Le Parc des Arts du Sommet offert 
par Patrimoine Canada, la Province 
du HN.-B. et la mairie de Moncton.
LE SOMMET DE TOUTE LA VILLE
Pour faire face aux défis logistiques gigantesques, les municipalités, la Chambre de commerce, les ONG, le gouvernement et l’ensemble de la population ont collaboré avec entrain et ferveur à faire de ce sommet un événement qui a engendré plus de 50 activités périphériques. Le sommet se veut être “vert” et “branché”, pour reprendre les termes du directeur du secrétariat d’organisation, M. Fernand Landry où, dans le respect des normes environnementales et l’usage des innovations technologiques et de par sa thématique, les jeunes sont impliqués dans des projets spécialement conçus pour eux. “On ne peut pas acheter la pub médiatique de cet événement. Tous se sentent forcément concernés”, affirme Carole Payne, directrice adjointe des communications et affaires publiques. Même la table de conférence est faite avec le bois des forêts du Nouveau-Brunswick.
En partenariat avec la communauté, une campagne de commandites a été organisée. L’objectif de récolter 4,4 millions de dollars en biens, services et espèces a été atteint bien plus tôt que prévu. Quelque 300 bénévoles ont offert leur service et ont pu, après une formation adéquate, s’occuper auprès des centres d’accueil, médias, kiosques d’information, au service des bagages, dans les cliniques médicales, etc. Plus de 2.300 employés des secteurs de la restauration, de l’hôtellerie et des transports ont pu bénéficier de la part de la Chambre de commerce d’une formation concernant le service à la clientèle, la langue, le protocole et la culture francophone. Un programme de 350.000 dollars...
 

75.000 dollars alloués 
à l’aménagementdes paysages.

Comme partout au Nouveau-Brunswick,
l’affichage est bilingue.

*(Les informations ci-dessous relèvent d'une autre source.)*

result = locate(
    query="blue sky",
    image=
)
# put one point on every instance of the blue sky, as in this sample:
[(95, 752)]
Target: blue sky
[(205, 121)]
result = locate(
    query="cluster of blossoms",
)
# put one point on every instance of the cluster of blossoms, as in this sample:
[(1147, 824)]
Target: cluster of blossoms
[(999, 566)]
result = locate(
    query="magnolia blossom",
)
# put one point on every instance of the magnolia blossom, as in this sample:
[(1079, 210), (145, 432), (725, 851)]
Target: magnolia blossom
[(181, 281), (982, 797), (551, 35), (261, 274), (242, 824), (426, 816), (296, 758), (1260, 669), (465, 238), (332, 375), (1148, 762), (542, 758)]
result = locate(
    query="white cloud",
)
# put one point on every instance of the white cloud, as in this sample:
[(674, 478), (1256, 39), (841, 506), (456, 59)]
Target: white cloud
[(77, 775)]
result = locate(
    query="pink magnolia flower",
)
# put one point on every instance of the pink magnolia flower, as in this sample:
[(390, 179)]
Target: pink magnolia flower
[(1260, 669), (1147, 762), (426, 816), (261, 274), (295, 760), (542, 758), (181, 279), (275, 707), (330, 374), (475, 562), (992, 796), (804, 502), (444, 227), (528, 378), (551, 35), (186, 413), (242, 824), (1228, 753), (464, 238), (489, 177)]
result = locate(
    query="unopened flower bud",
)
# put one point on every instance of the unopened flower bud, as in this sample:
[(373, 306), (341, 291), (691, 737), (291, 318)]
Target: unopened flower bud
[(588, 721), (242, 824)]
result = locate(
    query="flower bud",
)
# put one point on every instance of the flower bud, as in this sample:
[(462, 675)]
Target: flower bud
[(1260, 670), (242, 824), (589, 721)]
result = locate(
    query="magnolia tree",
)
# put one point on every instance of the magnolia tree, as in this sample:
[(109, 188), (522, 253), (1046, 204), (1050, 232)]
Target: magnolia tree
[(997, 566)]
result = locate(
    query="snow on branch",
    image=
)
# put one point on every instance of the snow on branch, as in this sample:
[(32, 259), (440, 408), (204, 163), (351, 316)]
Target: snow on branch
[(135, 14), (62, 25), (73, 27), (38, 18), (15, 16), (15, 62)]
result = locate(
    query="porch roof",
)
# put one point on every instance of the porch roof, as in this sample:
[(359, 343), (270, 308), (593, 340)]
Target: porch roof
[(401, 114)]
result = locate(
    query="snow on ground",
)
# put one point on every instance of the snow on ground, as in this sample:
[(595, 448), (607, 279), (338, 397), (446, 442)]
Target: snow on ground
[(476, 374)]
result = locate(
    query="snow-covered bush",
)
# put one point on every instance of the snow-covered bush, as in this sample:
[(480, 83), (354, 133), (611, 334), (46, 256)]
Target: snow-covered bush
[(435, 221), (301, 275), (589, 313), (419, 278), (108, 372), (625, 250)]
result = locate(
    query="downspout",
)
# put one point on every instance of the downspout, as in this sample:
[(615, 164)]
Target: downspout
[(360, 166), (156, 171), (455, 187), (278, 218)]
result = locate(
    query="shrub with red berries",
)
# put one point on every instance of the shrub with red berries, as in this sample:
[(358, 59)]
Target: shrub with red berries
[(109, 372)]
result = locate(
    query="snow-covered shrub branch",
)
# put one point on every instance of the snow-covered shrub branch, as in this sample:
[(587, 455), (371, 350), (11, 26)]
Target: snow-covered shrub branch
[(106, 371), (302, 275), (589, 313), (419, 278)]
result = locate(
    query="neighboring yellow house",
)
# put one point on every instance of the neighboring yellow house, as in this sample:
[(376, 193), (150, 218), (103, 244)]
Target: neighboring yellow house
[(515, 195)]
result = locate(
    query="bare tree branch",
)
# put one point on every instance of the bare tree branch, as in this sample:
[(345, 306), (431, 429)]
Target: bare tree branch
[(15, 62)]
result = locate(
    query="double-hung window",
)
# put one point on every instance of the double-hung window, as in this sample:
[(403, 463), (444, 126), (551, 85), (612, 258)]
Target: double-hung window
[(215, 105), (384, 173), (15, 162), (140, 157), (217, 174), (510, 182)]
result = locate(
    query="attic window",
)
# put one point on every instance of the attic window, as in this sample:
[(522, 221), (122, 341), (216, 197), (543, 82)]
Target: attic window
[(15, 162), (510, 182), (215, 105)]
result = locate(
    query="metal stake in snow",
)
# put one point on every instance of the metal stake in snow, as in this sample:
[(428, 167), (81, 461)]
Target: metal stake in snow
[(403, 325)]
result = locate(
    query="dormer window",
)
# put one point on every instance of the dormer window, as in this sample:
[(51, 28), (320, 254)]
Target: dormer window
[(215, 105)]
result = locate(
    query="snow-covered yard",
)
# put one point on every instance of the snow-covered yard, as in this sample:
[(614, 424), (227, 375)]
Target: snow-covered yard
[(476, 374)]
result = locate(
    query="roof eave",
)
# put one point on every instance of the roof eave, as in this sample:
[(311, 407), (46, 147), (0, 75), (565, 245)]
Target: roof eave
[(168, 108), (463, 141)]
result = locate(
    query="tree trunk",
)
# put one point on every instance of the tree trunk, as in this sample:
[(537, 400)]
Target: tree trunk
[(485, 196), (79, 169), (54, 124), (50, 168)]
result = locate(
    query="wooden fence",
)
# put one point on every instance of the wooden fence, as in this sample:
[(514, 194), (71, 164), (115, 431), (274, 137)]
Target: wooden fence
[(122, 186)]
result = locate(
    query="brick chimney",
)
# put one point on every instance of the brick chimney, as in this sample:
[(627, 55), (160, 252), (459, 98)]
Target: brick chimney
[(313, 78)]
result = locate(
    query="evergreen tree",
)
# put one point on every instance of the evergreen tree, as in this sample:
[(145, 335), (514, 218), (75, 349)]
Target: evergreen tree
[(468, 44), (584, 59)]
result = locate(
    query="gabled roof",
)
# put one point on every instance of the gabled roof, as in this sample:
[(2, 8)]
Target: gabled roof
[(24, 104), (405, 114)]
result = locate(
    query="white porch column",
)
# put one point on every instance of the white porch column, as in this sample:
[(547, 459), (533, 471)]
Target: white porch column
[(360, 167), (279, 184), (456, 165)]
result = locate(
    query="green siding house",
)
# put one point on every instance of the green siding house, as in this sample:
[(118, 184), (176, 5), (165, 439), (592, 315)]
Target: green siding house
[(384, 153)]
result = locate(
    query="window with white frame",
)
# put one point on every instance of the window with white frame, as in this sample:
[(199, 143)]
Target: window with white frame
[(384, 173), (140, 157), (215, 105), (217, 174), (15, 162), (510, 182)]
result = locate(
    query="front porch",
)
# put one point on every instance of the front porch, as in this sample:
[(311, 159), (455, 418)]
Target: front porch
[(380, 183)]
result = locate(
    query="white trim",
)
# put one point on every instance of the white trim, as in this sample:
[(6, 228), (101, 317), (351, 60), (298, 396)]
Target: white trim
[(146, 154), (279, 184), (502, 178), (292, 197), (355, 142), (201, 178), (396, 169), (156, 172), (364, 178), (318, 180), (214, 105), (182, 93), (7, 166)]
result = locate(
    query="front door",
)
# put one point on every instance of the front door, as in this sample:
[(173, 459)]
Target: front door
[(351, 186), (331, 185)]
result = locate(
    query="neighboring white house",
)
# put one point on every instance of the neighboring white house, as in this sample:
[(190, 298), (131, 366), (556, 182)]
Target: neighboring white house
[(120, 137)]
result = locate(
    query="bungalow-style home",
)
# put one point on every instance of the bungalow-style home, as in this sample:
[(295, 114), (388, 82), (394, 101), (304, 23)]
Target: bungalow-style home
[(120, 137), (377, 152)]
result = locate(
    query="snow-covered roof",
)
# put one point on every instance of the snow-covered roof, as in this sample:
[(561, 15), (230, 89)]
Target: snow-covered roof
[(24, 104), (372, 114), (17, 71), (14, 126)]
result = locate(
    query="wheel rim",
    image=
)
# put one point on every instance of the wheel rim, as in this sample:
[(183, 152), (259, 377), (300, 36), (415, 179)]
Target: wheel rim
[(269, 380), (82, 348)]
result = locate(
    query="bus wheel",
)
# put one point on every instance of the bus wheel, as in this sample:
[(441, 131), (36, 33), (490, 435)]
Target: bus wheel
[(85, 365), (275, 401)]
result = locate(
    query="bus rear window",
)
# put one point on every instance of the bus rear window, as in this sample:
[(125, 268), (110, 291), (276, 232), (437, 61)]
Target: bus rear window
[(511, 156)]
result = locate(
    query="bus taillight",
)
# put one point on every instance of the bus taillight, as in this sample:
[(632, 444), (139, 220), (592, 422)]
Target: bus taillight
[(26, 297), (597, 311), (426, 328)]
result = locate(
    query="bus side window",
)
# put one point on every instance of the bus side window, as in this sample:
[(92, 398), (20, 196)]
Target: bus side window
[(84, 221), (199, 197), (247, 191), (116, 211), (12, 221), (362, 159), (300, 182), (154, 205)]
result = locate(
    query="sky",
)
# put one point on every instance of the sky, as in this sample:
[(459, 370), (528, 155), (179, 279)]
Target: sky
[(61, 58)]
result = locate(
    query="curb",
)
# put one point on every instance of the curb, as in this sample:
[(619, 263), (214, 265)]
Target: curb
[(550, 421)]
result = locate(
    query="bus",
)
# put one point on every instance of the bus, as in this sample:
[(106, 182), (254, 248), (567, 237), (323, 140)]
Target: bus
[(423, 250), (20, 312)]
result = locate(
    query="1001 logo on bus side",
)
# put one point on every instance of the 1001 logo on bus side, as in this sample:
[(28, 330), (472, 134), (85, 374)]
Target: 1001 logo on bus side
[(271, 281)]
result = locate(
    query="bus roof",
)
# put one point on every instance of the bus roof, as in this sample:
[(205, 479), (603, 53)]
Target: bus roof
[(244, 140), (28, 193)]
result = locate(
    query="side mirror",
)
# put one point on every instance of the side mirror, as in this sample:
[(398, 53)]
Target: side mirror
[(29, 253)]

La ruelle du 
Sommet Line - (Ln) n’y échappe pas.
LA MUNICIPALITÉ MET LE PAQUET
La mairie de Moncton n’est pas en reste. Pour le jeune maire anglophone, parfaitement bilingue, Brian Murphy, cet événement d’envergure mondiale est la meilleure occasion que sa ville ait jamais connue “pour démontrer la relation dynamique qui existe entre deux grandes cultures”. Difficile à croire, mais pourtant vrai. La participation directe de la ville aux projets d’embellissement et d’infrastructure en préparation du sommet a été fait, indépendamment du fait francophone. “Depuis le début, les deux communautés se sont impliquées, car ce sommet est important pour toute notre ville; il va faire parler de nous partout dans le monde”.
Vingt-deux recommandations précisent les détails concernant le parc routier, l’accueil, le pavoisement, l’embellissement de la ville, la signalisation, la fierté civique, le caractère bilingue de la cité, la promotion du sommet auprès des résidents de Moncton et celle de Moncton auprès des autres pays. En bref, 150 suspensions de corbeilles de fleurs aux couleurs de la francophonie, 150 pots fraîchement peints, arbres, arbustes et pelouses plantées, sentier riverain tout le long de la rivière, dons d’espaces, renseignements cartographiques, aménagement de l’aéroport pour accommoder le premier vol Paris-Moncton, efforts supplémentaires dans le pavage des routes, dans les services spéciaux d’égouts, d’ordures, de nettoyage, kiosques touristiques, participation financière aux événements culturels, à la création d’un parc, de la Place du sommet, aux cadeaux aux chefs d’Etat et aux médias, etc.
La ville débourse plus de 1.187.000 dollars d’aides et se lustre. Il y a de quoi. Les retombées économiques du sommet s’évaluent à environ 40 millions de dollars: fonctionnaires en détachement, touristes, artistes, sportifs, journalistes... c’est une très bonne saison pour Moncton...
 

L’Hôtel de ville est un des centres 
d’information touristique de la ville.

La place du sommet en préparation 
qui a coûté plus de 400.000 $. 
L’ensemble des échafaudages servira 
à monter un marché de fermiers.
PLANIFICATION DRACONIENNE
Mais à part le financement et les ressources humaines (beaucoup d’employés ont été “prêtés” par le gouvernement fédéral d’Ottawa), c’est tout un monde d’organisation logistique que ce sommet a exigé.
Pour héberger tous les participants, une étude de faisabilité a défini les infrastructures. Il a fallu loger dans 4.300 chambres, selon leur degré d’importance, les chefs d’Etat et de gouvernement, les délégués officiels (quatre par pays) dans un rayon de quinze minutes du site; dans un cercle plus ou moins proche, délégués d’accompagnement, médias, agents de sécurité, de liaison, opérateurs de la francophonie (agences universitaires, TV5), commanditaires principaux, invités des treize organisations internationales.
Plus loin, les membres des équipages, les artistes, les invités spéciaux et de soutien et d’autres agents de la sécurité... Les résidences, studios et appartements du Campus universitaire logent les médias. L’hébergement a même nécessité la mise sur pied d’une banque de données qui a recensé toutes les offres de logement (chambres, maisons, chalets) des particuliers.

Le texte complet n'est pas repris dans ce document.